Hederich oder Acker-Rettich Rasenunkraut Der Hederich oder Acker-Rettich Raphanus raphanistum gehört zu den Kreuzblütengewächsen (Brassicaceae). Die Pflanze ist häufiger Bestandteil der Unkräuter auf Äckern, auf Schuttplätzen und in Garten. Der Hederich ist eine einjährige Krautpflanze, die je nach Standort zwischen 30 und 60 cm hoch werden kann. Er kommt auf kalkarmen und völlig kalkfreien Lehm- oder Sandböden vor und ist ein Indikator für Bodenversauerung. Ursprüngliche Heimat ist das Mittelmeergebiet; von dort wurde er aber bereits in der Jungsteinzeit als Kulturfolger nach Mitteleuropa gebracht.
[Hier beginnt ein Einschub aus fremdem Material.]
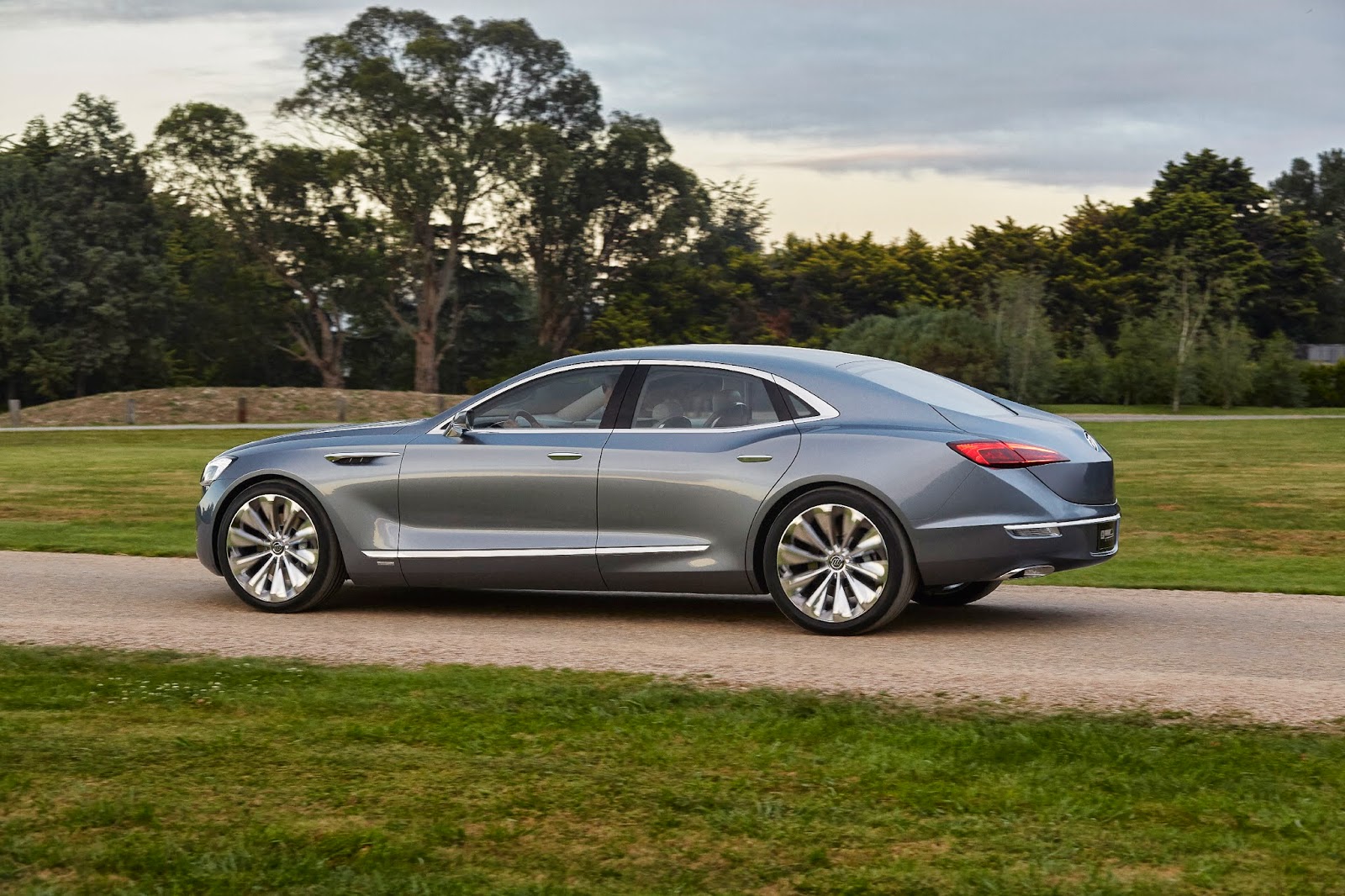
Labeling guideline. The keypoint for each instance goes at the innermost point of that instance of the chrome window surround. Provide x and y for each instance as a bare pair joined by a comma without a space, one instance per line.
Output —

Der Acker-Rettich ist mit den Kulturformen des Rettichs verwandt, aber nicht die direkte Wildform, wie früher angenommen. Der Acker-Rettich hat auch keine fleischig verdickte Wurzel.
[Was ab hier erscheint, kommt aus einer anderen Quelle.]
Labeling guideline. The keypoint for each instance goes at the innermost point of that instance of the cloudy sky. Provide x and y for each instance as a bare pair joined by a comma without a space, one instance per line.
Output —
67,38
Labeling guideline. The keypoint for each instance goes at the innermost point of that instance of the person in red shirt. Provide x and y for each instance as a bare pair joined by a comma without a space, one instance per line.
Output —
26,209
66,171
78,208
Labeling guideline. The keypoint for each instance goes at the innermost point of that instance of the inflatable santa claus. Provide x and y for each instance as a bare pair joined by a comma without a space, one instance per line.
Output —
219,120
Die Stängel sind Reihen steifer Härchen besetzt. Die unteren Blätter sind lyraförmig, die oberen lanzettartig gestaltet. Die Blüten stehen in einer doldenartigen Traube. Das Farbspektrum der Blüten riech von weiß bis gelblich mit einer violetten oder dunkleren, gelben Aderung. In Süddeutschland dominieren Exemplare mit weißen Blüten, in Nord- und Ostdeutschland kommen vor allem gelb Formen mit violetten Adern vor. Die Befruchtung der Blüten erfolgt durch Nektar suchende Bienen und Schwebfliegen. Die schotenförmigen Früchte sind mehr als dreimal so lang als breit und zwischen den Samen stark eingeschnürt.

Schäden und Nutzen
Der Hederich ist zwar ein Acker- und Gartenunkraut, wird aber andererseits auch zur Gründungung eingesät. Aus dem Samen kann ein Senf hergestellt oder Öl gewonnen werden. In der Naturheilkunde werden die Blätter bei Diabetes zur Blutzuckersenkung und als Serotoninblocker zu Stimmungsaufhellung genutzt.
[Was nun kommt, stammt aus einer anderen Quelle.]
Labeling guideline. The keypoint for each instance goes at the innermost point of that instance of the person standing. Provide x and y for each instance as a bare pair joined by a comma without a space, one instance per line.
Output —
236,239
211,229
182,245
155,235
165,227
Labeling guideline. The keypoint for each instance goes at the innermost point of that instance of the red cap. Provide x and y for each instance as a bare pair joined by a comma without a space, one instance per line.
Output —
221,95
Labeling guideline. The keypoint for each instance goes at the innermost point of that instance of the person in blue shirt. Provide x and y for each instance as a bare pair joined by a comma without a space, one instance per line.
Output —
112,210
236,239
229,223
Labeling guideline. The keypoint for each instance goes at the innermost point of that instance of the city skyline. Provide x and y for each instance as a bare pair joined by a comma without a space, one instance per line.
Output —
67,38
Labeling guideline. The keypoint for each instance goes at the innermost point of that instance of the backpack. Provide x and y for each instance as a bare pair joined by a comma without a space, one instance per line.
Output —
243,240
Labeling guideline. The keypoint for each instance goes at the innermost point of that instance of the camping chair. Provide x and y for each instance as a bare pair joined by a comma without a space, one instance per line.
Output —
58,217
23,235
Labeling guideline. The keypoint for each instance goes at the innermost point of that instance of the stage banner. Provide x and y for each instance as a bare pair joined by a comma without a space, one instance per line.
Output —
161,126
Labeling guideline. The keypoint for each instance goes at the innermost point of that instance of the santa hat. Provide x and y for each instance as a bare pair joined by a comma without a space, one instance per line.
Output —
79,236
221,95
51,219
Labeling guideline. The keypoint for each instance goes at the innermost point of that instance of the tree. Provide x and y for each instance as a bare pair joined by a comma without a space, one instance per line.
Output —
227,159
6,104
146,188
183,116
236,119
Der -> Raps-Erdfloh Psylliodes chrysocephalus aus der Familie der Blattkäfer parasitiert sowohl an Nutzpflanzen wie dem Raps, Kohl und Steckrüben, als auch an Acker-Rettich und Ackersenf. Damals stellen diese Unkräuter auch nach der Ernte von Raps, Rüben oder Kohl  ein potentielles Refugium und Wiederbesiedlungspotential für die nächste Nutzpflanzengeneration dar. Der Hederich wird auch von der -> Kohlhernie befallen, einer gefürchteten Pilzkrankheit der Kreuzblütengewächse (z.B. Kohlsorten).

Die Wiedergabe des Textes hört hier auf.